Written on January 13 2015.

This blog post was written a long time ago and may not reflect my current opinion or might be technically out of date. Read with a grain of salt.

Dependency injection (or DI) is quite a big topic in object oriented design. It can be quite hard to grasp for junior developers but it is a pattern that should be in your toolbox.

This small blog post will briefly show you how to use Dagger, a common DI framework in the Android world.

Android Example

Jake Wharton's u2020 is an Android app showcasing the use of dependency injection using Dagger.

The app is full of great tips but taken together, they can be a bit overwhelming if you just want to learn the framework. The injection depends on the variant of the app: the debug version have a completely different layout that includes a debug drawer. It is a great learning app but you probably don't want to deal with all that complexity when you just want to learn how Dagger works.

Our app: Inject an Webview url at runtime

The Webview displaying Bing and Yahoo search

To illustrate the DI, we will change the url displayed by a webview at runtime. Change url by endpoint and webview by API and you'll have a very common scheme in Mobile apps. This can be useful if you want to switch between your testing and staging servers to test that everything is working.

In this post, we'll see how we can dynamically change the endpoint our app is talking to. Beware that it could become dangerous in a real application: dynamically changing the endpoint at runtime is not a good idea if you have a session on the server or if you use a local database to synchronise data with the backend. You can easily meangle all your data and send inconsistent requests to the server.

Our app will be very simple: a webview and radio buttons. The webview will display Yahoo or Bing according to the currently selected radio button.

Annotations

This app shows three very simple annotations of Dagger: @Inject, @Provides and @Module.

@Inject (on a field)

This annotation shows that you want to inject a value in this field. We will see later when values are injected.

@Provides (on a method)

@Provides shows that the annotated method can provide a value. Provider methods are part of a Module.

@Module (on a class)

A module is the entry point of the injection. We will build our object graph with a Set of modules. We then inject objects that have injectable fields into this object graph to get them populated.

Code

The app has two modules, BingEndPointModule and YahooEndPointModule. Those are injected at runtime when you choose Bing and Yahoo in the UI.
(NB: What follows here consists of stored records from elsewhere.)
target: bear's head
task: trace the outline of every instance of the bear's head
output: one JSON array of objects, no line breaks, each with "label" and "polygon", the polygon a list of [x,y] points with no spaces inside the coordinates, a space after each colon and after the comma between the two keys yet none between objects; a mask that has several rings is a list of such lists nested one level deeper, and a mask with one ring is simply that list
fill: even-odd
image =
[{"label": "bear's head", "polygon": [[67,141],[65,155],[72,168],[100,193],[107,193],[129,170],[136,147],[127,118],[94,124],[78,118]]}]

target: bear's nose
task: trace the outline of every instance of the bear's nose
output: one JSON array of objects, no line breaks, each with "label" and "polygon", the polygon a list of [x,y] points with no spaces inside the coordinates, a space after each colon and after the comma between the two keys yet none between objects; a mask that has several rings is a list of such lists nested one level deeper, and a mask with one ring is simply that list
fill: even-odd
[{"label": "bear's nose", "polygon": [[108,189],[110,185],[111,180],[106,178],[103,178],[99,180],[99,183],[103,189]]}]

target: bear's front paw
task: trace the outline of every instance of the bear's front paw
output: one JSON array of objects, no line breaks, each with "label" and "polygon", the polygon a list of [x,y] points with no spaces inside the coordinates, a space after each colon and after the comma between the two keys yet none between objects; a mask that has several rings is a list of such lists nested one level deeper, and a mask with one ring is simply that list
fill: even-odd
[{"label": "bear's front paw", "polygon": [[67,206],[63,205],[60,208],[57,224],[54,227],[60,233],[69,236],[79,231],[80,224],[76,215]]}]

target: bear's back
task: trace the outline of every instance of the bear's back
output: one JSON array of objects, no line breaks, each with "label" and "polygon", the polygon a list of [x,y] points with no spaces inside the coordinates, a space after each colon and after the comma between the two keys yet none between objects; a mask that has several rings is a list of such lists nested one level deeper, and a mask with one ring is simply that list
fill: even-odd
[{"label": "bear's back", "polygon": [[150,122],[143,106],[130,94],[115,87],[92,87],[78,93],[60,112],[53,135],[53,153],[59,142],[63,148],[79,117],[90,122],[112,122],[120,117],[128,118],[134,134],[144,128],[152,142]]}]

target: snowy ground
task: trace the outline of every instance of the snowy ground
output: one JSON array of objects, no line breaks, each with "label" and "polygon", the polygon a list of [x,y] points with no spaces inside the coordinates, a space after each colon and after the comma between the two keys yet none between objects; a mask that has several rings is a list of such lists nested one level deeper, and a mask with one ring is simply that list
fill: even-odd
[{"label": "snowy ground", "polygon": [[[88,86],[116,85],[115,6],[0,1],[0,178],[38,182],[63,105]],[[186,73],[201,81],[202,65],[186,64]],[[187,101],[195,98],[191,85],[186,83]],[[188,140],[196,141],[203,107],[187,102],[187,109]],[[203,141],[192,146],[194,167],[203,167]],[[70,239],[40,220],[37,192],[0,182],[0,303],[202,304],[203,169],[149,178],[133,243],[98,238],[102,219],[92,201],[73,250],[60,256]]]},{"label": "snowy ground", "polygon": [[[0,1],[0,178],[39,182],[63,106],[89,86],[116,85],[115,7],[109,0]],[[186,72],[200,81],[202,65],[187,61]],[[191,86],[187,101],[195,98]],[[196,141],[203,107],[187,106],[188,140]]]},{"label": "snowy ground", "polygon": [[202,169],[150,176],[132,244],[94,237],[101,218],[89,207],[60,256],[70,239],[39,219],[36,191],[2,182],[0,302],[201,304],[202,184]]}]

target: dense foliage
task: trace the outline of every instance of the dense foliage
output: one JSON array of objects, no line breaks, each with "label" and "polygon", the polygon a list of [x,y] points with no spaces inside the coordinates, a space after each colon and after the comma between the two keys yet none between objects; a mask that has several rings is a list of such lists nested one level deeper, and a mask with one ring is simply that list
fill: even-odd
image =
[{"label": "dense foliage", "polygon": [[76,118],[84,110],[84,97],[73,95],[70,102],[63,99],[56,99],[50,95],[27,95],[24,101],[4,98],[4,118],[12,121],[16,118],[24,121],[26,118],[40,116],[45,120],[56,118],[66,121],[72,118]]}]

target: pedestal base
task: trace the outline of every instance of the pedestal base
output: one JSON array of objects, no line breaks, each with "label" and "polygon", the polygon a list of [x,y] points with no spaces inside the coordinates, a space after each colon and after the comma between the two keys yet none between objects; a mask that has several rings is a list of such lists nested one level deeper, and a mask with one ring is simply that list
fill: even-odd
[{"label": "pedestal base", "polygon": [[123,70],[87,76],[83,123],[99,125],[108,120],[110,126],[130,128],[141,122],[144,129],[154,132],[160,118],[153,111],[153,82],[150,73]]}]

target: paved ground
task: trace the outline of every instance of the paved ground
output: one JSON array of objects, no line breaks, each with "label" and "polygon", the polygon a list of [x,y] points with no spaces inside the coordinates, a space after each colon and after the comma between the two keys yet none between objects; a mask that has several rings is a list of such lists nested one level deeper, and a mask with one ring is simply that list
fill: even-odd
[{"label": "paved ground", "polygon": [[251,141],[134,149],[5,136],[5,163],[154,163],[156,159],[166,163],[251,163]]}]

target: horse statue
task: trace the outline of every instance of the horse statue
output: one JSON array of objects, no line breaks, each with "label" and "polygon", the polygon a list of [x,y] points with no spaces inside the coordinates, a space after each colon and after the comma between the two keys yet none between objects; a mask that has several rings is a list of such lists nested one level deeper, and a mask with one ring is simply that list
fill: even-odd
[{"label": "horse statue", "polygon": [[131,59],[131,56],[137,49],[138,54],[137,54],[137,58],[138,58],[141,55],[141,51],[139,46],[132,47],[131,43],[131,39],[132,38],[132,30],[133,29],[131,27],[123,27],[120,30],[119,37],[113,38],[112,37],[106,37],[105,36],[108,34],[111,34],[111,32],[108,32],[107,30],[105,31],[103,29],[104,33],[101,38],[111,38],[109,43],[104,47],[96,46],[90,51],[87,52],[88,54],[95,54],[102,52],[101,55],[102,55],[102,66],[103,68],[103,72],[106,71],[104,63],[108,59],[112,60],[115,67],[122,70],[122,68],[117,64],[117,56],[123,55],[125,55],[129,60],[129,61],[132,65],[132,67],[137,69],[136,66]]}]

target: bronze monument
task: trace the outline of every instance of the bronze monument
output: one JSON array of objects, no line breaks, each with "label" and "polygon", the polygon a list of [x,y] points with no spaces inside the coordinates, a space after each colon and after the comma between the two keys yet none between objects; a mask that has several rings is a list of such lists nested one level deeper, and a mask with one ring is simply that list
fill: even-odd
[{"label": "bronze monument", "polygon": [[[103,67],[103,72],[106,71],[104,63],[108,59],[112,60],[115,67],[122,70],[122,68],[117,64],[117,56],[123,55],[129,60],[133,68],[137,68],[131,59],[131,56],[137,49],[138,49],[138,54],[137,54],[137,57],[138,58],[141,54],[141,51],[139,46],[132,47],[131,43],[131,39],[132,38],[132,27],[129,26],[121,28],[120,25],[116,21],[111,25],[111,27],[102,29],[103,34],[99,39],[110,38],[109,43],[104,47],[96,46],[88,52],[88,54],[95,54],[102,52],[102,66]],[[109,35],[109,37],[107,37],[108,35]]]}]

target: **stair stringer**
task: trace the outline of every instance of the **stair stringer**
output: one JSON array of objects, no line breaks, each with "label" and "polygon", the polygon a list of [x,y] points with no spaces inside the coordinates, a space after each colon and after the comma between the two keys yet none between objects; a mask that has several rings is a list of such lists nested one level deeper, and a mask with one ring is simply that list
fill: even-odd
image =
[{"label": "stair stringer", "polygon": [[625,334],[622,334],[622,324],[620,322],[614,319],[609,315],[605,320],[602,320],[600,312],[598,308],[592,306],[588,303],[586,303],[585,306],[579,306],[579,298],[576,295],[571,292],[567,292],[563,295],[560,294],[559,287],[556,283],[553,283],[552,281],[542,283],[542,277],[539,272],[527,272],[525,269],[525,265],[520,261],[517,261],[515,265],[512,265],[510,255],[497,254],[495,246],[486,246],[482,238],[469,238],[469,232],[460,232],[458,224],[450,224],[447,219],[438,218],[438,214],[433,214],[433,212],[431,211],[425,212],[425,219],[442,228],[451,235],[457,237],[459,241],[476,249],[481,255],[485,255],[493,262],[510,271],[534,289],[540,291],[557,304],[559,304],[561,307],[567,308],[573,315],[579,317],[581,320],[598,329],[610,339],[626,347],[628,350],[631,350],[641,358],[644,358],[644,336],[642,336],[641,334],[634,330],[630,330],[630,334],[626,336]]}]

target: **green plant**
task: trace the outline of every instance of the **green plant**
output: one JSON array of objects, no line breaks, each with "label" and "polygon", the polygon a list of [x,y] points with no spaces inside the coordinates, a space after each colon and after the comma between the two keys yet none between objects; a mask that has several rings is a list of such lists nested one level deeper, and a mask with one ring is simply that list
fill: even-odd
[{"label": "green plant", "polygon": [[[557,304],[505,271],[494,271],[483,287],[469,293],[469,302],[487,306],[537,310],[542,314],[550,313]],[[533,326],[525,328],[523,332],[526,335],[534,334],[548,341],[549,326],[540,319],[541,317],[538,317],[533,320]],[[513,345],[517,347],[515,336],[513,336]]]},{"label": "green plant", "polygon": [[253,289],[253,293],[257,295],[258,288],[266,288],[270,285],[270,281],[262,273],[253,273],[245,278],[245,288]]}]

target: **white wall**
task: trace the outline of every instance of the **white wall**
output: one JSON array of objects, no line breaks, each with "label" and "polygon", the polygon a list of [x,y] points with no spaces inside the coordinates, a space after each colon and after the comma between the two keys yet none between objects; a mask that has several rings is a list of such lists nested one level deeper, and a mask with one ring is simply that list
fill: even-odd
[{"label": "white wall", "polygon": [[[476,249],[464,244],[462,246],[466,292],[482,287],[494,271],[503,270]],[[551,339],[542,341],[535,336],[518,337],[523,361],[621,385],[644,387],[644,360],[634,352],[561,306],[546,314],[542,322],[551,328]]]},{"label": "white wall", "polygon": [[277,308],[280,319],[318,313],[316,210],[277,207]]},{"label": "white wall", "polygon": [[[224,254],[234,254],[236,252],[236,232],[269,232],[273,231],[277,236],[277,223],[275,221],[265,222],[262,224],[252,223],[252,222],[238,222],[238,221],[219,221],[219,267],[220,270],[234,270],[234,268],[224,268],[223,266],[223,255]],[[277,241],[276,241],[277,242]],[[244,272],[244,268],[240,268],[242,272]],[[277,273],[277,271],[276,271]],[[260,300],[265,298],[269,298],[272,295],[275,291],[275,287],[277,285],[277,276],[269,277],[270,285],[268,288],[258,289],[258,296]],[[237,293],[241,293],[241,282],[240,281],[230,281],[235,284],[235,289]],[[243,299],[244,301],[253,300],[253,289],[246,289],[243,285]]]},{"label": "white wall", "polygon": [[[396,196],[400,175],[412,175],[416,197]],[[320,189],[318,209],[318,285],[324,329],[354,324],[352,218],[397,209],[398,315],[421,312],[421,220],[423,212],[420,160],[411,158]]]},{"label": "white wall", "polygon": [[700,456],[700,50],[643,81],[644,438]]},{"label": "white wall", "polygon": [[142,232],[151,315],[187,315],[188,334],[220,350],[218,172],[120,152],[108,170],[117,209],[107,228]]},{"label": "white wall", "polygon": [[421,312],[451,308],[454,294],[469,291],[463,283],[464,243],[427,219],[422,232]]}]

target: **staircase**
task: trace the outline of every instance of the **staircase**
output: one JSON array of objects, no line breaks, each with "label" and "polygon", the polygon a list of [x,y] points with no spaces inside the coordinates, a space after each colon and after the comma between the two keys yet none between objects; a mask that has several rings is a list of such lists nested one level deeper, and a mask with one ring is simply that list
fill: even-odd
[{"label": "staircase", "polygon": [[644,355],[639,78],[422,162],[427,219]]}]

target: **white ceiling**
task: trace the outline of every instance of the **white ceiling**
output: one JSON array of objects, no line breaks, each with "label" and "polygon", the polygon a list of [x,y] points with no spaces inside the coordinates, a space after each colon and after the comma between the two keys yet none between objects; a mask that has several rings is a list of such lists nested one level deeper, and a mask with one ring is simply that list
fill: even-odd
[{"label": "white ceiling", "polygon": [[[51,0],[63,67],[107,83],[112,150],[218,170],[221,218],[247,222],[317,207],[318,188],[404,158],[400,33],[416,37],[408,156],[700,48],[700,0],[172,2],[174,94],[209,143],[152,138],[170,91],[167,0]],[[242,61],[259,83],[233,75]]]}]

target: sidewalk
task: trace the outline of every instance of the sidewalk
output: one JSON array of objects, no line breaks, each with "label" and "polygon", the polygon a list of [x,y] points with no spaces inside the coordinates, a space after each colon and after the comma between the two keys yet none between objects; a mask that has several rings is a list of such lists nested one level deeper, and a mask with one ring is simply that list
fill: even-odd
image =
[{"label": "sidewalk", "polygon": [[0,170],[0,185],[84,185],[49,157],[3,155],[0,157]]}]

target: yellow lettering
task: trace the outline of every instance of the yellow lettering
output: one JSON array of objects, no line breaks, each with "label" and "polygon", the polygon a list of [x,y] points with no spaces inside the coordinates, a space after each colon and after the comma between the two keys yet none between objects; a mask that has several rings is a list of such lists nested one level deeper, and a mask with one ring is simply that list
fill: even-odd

@Module(injects = { MainActivity.class })
public class BingEndpointModule {
    @Provides
    Endpoint provideEndpoint() {
      return new Endpoint("http://bing.com/");
    }
}

In the @Module annotation, you can notice that you have to provide where this module will be injected. Dagger verify at compile time that you haven't messed up.

In the main activity, we wrote a simple method to switch:

private void updateModule(Object module) {
    objectGraph = ObjectGraph.create(module);
    objectGraph.inject(this);
    refreshWebview();
}

Which is called when we change the selection of the RadioGroup:

private void selectBing() {
    updateModule(new BingEndpointModule());
}

As you see, there is nothing really fancy in this code. I wouldn't use Dagger for such a simple case in practice but keeping it small helps to identify the key parts of Dagger.

You can get the whole source code on the Github repository.

Closing

That was short. Once again, you should clone u2020 and study its source code. It shows quite a lot in a condensed app.